“Nação Crioula”, José Eduardo Agualusa

capa

AGUALUSA, José Eduardo – Nação Crioula, Lisboa, Dom Quixote, 1997

Sinopse: Nação Crioula conta a história de um amor secreto: a misteriosa ligação entre o aventureiro português Carlos Fradique Mendes – cuja correspondência Eça de Queiroz recolheu – e Ana Olímpia Vaz de Caminha, que, tendo nascido escrava, foi uma das pessoas mais ricas e poderosas de Angola.
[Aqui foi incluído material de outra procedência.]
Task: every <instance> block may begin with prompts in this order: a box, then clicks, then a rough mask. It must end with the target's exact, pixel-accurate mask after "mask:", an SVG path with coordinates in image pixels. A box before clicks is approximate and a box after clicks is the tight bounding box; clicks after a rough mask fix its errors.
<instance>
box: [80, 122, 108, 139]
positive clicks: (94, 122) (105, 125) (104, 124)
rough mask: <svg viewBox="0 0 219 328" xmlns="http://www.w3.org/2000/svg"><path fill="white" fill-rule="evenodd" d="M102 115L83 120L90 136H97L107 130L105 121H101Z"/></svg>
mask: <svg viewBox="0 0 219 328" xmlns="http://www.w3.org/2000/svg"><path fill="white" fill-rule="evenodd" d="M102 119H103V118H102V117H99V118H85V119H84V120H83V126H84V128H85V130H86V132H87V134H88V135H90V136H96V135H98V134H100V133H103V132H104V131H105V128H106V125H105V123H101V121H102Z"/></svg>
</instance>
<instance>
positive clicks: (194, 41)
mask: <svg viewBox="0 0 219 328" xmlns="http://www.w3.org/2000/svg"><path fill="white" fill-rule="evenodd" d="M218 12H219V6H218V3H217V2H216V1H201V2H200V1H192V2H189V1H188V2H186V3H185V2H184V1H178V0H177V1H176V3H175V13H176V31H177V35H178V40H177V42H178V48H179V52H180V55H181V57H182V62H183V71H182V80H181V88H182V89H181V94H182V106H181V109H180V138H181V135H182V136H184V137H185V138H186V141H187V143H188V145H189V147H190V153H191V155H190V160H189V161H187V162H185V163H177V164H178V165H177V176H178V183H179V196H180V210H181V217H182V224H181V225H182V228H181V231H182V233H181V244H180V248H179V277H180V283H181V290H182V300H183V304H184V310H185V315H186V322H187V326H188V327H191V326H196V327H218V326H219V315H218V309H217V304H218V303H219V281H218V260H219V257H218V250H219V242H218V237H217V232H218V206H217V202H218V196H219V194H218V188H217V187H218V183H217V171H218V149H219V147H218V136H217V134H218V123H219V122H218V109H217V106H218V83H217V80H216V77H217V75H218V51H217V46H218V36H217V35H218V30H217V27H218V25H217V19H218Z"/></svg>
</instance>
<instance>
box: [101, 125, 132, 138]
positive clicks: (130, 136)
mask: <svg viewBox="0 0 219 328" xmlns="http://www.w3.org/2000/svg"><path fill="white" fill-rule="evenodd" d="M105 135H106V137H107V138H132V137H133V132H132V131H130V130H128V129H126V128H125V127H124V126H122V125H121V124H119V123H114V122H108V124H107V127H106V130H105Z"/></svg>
Nos fins do século XIX, em Luanda, Lisboa, Paris e Rio de Janeiro, misturam-se personalidades históricas do movimento abolicionista, escravo e escravocratas, lutadores de capoeira, pistoleiros a soldo, demiurgos, numa luta mortal por um mundo novo

Opinião: Pareceu-me que este livro está para “A Correspondência de Fradique Mendes” (Eça de Queirós) como “Wide Sargasso Sea” está para “Jane Eyre”.
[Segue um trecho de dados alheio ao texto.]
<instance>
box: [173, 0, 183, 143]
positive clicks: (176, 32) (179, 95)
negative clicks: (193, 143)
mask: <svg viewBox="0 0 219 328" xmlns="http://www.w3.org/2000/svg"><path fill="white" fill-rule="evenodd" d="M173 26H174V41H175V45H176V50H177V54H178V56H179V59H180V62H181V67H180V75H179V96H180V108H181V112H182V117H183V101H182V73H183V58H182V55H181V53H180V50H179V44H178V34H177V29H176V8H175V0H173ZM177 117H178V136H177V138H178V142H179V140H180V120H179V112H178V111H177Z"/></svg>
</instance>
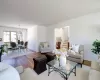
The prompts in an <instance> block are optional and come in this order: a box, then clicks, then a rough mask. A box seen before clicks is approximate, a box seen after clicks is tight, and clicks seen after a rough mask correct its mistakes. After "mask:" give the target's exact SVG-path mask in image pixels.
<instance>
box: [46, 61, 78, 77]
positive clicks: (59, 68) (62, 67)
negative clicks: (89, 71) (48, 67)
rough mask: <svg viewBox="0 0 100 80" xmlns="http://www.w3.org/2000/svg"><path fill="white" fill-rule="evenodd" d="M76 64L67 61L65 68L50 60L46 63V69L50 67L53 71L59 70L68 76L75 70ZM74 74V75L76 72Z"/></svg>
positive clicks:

Seguindo o modelo epistolar, muito em voga na ficção do século XIX, espaço temporal da história, Agualusa aproveita a brecha deixada por Eça para desenvolver a personagem de Fradique. Nesta obra, dá-lhe uma vida e acontecimentos nas então colónias portuguesas em África e, mais tarde, no Brasil já independente, criando assim uma subversão na portuguesidade com a trindade Europa-África-América.
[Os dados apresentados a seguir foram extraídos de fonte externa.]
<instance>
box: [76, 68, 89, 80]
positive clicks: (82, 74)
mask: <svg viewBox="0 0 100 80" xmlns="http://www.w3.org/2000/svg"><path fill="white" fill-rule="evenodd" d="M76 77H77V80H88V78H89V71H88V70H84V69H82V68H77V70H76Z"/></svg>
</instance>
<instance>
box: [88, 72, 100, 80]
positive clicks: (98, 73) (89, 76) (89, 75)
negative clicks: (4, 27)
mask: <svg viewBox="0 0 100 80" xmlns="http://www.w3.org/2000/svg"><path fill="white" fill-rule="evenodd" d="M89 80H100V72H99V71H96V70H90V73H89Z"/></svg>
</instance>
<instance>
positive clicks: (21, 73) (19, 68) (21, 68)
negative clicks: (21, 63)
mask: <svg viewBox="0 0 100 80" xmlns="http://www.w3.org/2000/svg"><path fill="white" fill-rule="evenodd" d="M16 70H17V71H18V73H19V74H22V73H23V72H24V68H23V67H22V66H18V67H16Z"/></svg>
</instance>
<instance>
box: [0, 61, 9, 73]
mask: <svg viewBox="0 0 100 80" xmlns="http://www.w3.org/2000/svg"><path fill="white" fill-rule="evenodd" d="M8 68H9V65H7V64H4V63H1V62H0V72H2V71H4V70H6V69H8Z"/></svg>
Através de cartas dirigidas à sua madrinha, a Ana Olímpia e ao próprio Eça, Fradique dá a conhecer pormenores sobre a vivência nas colónias, explora a situação tantos dos escravos quanto dos esclavagistas – onde demonstra, por vezes nem sempre ciente de o fazer, como as coisas nunca são “preto no branco” – e apresenta o desenvolver do seu romance com a já referida Ana Olímpia, uma angolana que, nascida escrava, casou com o patrão, de quem mais tarde enviuvou. Educada, mente aberta e interessada no conhecimento tanto do mundo quanto da sua própria cultura, parece representar o equivalente feminino de Fradique. É uma carta sua, a única durante toda a obra que não parte do punho de Fradique, que finaliza o livro, não só dando a conhecer o seu fim, como elucidando sobre os detalhes do enredo que por desconhecimento de Fradique o leitor não tinha tido ainda acesso. Por ela, confirma-se ter tido Fradique a mesma morte que teve em Eça. Por ela também se realça as atitudes abolicionistas de Fradique, iniciadas no Brasil.

Uma leitura interessante tanto pelo seu teor histórico e subversivo, como pela própria escrita em si, um pouco mais moderna que a época em que se insere, adequando-se ao público actual.